Du hast dein Ziel erreicht.

Glauben
Frau steht mit ausgebreiteten Armen auf einer Säule © unsplash.com/Eilis Garvey

Neulich hat mir Facebook einen Post mit dem Satz: ‚Du hast dein Ziel erreicht.‘ in die Timeline gespült. Vollständig lautet der Satz: „Eigentlich hoffen wir doch alle auf diesen einen Menschen, der unser Navi ausstellt und sagt: ‚Du hast dein Ziel erreicht.‘“

Sofort regen sich Zustimmung und Widerspruch in mir: Zustimmung: ja, genau das ist es. Ich will nicht immer nur Suchen, sondern auch Finden, Ankommen, endlich da sein.

Aber andererseits ist doch der Weg das Ziel. Bei einer Reise, einer Auto- oder Bahnfahrt das Ziel erreichen, ist ok. Denn das war ja Sinn und Zweck des Ganzen. Aber im Leben das Ziel erreichen? Dann muss ein neues Ziel her. Einfach „nur ankommen“ und dann … Nichts. Das kann es doch nicht sein. „Leben“ ist doch ein beständiges Vorwärtsgehen. Die Zeit bleibt doch auch nicht stehen. Stehen bleiben geht nicht, denn das wäre doch fast so wie Rückschritt.

Text im BIld: „Eigentlich hoffen wir doch alle auf diesen einen Menschen, der unser Navi ausstellt und sagt: ‚Du hast dein Ziel erreicht.‘“ - Autor unbekannt

Also sind Ziele doch nichts anderes wie Wegmarken, Meilensteine, über die man sich freut (Klar doch!). Aber dann geht es weiter. Oder etwa nicht?

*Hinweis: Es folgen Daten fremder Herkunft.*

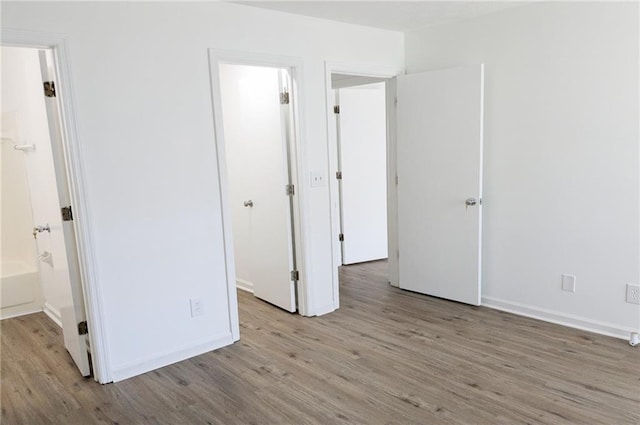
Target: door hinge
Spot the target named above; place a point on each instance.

Was immer das Ziel war, es ist erreicht. Vielleicht ein lang gehegter Wunsch, ein Traum wurde war, eine Arbeit kam zum Abschluss. Für den Moment wird der Punkt genossen. Vielleicht gibt es eine Feier, einen Umtrunk. Aber dann geht es weiter. Denn das Leben, die Zeit bleibt doch auch nicht stehen. Der Gedanke: Sie haben das Ziel erreicht – und dann erst einmal nichts weiter, dieser Gedanke passt nicht in unsere „bewegte“ Zeit. Alles muss doch in Bewegung sein und bleiben. Stillstand ist Rückschritt und ist jenseits dessen, was gemeinhin als normal empfunden wird. Oder etwa nicht?

Ziel erreicht / Angekommen!

Nehmen wir noch mal den Faden vom ersten Gedanken auf.

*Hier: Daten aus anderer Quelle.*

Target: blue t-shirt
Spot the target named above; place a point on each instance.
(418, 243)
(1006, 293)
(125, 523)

Ich erinnere mich noch sehr genau an unsere letzte Urlaubsreise im Februar 2023. Es war ein unbeschreibliches Gefühl, als die Reise begann. Fast zwei Tage waren wir unterwegs, bevor das Ziel in Sichtweite kam. Dann, endlich da, endlich angekommen. Aus dem Flieger aussteigen, die Gangway lang gehen, durch die Kontrollen, angekommen. Es war ein unbeschreibliches Gefühl des Glücks. Monatelange Planungen, Ziele raussuchen, Sehenswürdigkeiten finden, Hot Spots entdecken – planen, kalkulieren, rechnen, alles nur Theorie und jetzt ist der Moment da, an dem alles Wirklichkeit wurde. Nur noch Freuen und Genießen. Das Ziel war erreicht. Es war ein unbeschreiblicher Moment des Glücks und der Freude.

Sie haben ihr Ziel erreicht

Wie oft werden Ziele abgesteckt, Meilensteine definiert und ihr Erreichen einfach nur abgehakt. Es geht weiter, zum nächsten Projekt. Zeit, das Erreichte zu würdigen, sich zu freuen, bleibt oft nicht. Zu oft drängt das nächste Projekt, die nächste Aufgabe. Manchmal ist das Ziel auch nur „schöngeschrieben“, weil noch zu viel Unerledigtes auf dem Weg liegenbleiben musste.

„Sie haben ihr Ziel erreicht“ – vielleicht zu spät, vielleicht gerade so, vielleicht gehen Hektik und Stress nahtlos über in das Nächste.Ziel erreicht, Aufgabe erfüllt, bereit für was Neues.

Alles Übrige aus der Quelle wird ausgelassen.